Dangerous Knowledge

Beneath the surface of the world are the rules of science, but beneath them there is a far deeper set of rules, a matrix of pure mathematics, which explains the nature of the rules of science...

So begins this David Malone tour-de-force tribute to four geniuses who dared to confront the nature of the rules underlying all mathematics, logic and science, and saw in their various ways that the certainty with which we had become so familiar and comfortable was but an illusion.

Their stories are both inspiring and tragic. These men, Georg Cantor, Ludwig Boltzmann, Kurt Gödel and Alan Turing, were all destined for intellectual fame and greatness, if only posthumously, but because of the nature of their research, because of the intense dedication that their academic problems demanded of them, because of the great resistance they had to overcome from detractors, and because of the major threat they posed to our most foundational beliefs, they came to the brink of madness, and their ends were all tragic, lonely and regrettable. For all of that, however, and however briefly, they each got a glimpse of a reality few, if any of us, will ever get to experience.

This is, quite possibly, the best thing you may do for your brain this week...

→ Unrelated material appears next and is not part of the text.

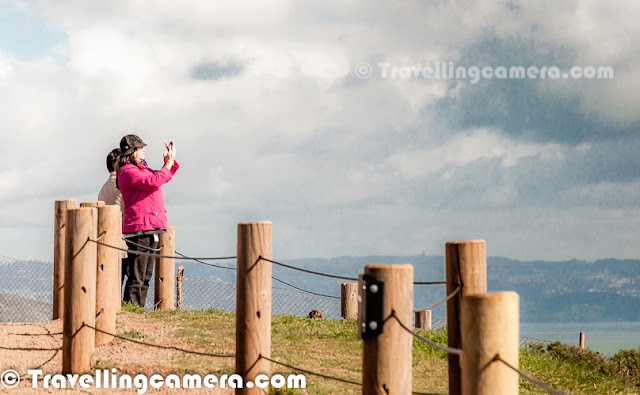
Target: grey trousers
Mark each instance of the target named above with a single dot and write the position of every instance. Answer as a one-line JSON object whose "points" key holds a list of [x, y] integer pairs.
{"points": [[139, 270]]}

And for another masterpiece on Alan Turing's intellectual contributions, check out Jim Al-Khalili's The Secret Life of Chaos.

1 comment:

  1. At 9:20 he says something weird. That drawing infinite radii from the centre of a circle to its edge will result in gaps as they move outward.

    Which is absurd, there can't be gaps between infinitely small angles. Either he wasn't explaining Galileo's idea properly, or Galileo had a seniors moment.